Lind's study was not double-blinded, as the concept had not yet been developed, but it was the start of a new era in medicine. He divided a group of sailors with scurvy into six groups and gave each group a different treatment, including vinegar, seawater, and a potion made from oranges and lemons.

To Lind's surprise, the sailors who received the citrus potion showed rapid improvement, while the others continued to suffer. This discovery eventually led to the understanding that scurvy was caused by a deficiency in vitamin C, and the treatment of choice became fresh fruits and vegetables.

Today, double-blinded clinical studies are a far cry from Lind's rudimentary experiments, but the principles remain the same. By removing bias from the equation, we can ensure that the treatments we use are safe and effective for everyone, not just those who may have a placebo effect.

The definition of a double-blinded study

A double-blinded study is a type of clinical trial where both the researchers and the participants are unaware of who is receiving the treatment being tested and who is receiving a placebo. The term "blinding" refers to the process of keeping participants and researchers "blind" to this information, meaning they don't know which group they belong to.

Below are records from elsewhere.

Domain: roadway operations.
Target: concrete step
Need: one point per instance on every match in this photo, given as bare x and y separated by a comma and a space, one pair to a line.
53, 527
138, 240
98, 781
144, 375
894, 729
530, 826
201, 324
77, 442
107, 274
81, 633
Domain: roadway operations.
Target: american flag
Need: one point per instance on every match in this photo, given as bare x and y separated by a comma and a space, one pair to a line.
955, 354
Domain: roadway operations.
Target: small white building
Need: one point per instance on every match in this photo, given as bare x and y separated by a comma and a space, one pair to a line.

This is done to prevent bias in the results. When researchers know which participants are receiving the treatment, they may unintentionally give them more attention or care, leading to a placebo effect that could skew the results. Similarly, when participants know which group they are in, they may adjust their behavior or expectations, also potentially affecting the results.

Eliminating Bias in Clinical Trials

In a double-blinded study, participants are randomly assigned to either the treatment group or the placebo group, and the researchers do not know who is in which group. The treatment group receives the medication or treatment being tested, while the placebo group receives a fake treatment that looks and feels the same as the real one, but has no therapeutic effect.

Throughout the study, neither the participants nor the researchers know which group each participant belongs to. This information is only revealed after the study is complete and the data has been analyzed. Double-blinded studies are considered the gold standard for clinical trials because they eliminate bias and provide the most reliable results.

The ultimate goal in the scientific testing of medicines is to avoid human bias and subjectiveness in measuring their effectiveness. To achieve this goal, as Eric Topol, the renowned American cardiologist, and researcher said, "There is no alternative to a double-blind, randomized, placebo-controlled trial" which makes it the gold standard.